From this focus, however, Jackson’s persona poems in Missing You, Metropolis range from the decidedly human woman that Jackson’s speaker first has sex with to the remarkably disturbed Joker from the Batman comics. The poem “The Dilemma of Lois Lane” falls somewhere in the middle of these two poems, mingling the human and superhuman as the speaker is a woman in love with a superhero. Lois Lane muses on what it was like to first realize her Clark Kent was really Superman: she realizes his eyes will always be bright, his hair will always curl, and his body will always be “as solid as diamonds” (p. 38). However, she pretends those certainties are not real, because she prefers the reality of the human Clark Kent, and wishes he could

always be
the Clark that steps on people’s
shoes in elevators, the Clark that
spills coffee on the break
room floor.
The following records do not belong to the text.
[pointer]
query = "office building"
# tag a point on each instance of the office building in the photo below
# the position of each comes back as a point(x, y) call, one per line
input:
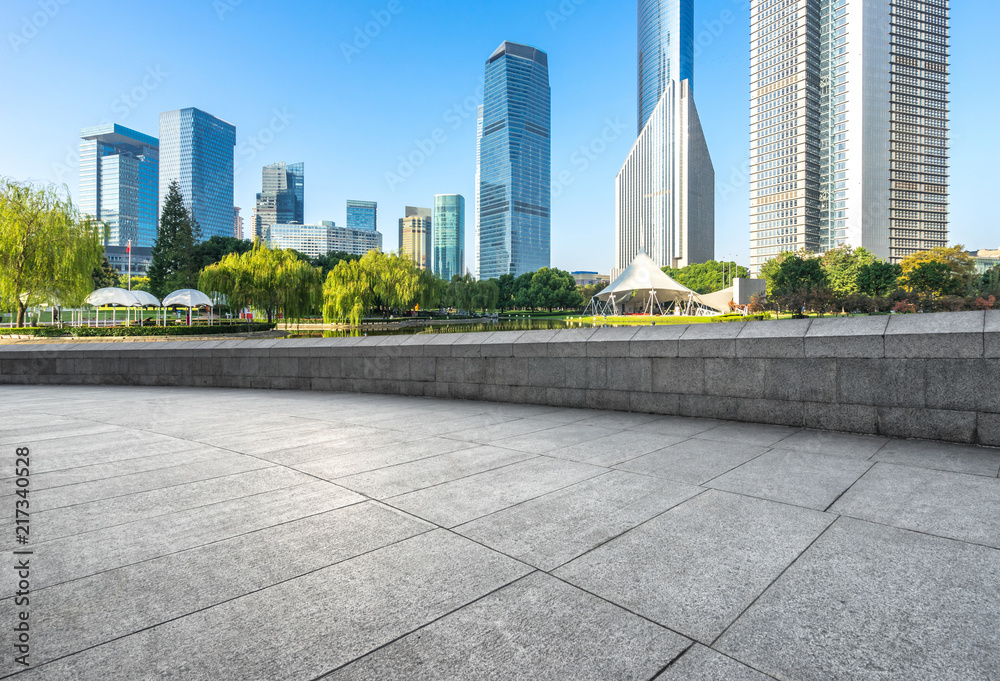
point(449, 235)
point(119, 183)
point(515, 187)
point(415, 236)
point(196, 150)
point(362, 215)
point(326, 237)
point(282, 197)
point(849, 126)
point(665, 190)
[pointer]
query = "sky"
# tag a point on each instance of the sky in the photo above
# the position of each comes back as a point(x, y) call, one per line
point(378, 99)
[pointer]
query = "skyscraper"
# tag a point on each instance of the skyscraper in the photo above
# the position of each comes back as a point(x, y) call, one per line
point(665, 191)
point(196, 149)
point(449, 235)
point(362, 215)
point(849, 126)
point(282, 200)
point(415, 236)
point(515, 189)
point(119, 183)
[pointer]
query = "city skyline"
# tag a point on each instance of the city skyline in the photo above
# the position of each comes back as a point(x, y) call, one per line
point(350, 157)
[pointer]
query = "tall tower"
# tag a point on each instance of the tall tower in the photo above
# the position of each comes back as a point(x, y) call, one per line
point(196, 149)
point(449, 235)
point(515, 186)
point(849, 126)
point(119, 183)
point(665, 191)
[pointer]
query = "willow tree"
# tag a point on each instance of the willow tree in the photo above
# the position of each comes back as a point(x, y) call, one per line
point(265, 279)
point(48, 253)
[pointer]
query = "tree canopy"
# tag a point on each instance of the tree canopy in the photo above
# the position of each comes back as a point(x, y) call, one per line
point(48, 253)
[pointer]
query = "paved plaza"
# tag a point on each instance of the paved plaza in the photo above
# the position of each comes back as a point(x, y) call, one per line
point(185, 533)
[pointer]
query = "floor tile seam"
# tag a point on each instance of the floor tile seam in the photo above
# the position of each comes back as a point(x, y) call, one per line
point(222, 602)
point(772, 583)
point(624, 532)
point(263, 467)
point(916, 531)
point(329, 673)
point(185, 510)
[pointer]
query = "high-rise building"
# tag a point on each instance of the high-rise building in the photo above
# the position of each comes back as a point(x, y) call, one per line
point(479, 145)
point(449, 235)
point(362, 215)
point(196, 150)
point(515, 187)
point(415, 236)
point(665, 191)
point(282, 199)
point(119, 183)
point(849, 126)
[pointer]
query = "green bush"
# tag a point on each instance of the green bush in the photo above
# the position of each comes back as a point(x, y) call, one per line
point(198, 330)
But you blow forest
fires out with those same breaths
I take into me when we kiss

— p. 38

This bumbling Clark Kent is the one that is most human to Lois, and perhaps the one that seems most available to love. Who can honestly say that they are in love with a superhero? And as a superhero, do they even share the same capacity to love? Clark seems to understand Lois’ conundrum:

when we’re alone at home,
fixing dinner, you’ll pretend
to wince when you cut yourself,
and I find myself hoping
that the tiniest drop of blood
will bloom on your finger.

— p. 38

He recognizes that Lois would be more comfortable with him as fully human, so he goes through the motions of pretending to be. However, he can never truly bleed. They play a game of pretending, both hoping Clark Kent/Superman was only human.

Jackson’s Missing You, Metropolis highlights the “human” part of superhumans. In the midst of the mess of human existence — gangs, racism, tragic deaths — people have the ability to rise above it. Superheroes may be able to fly, may never bleed, may control the weather, but humans can grow, learn, soothe, and love. Humans can be more. Can be super. Can be heroes.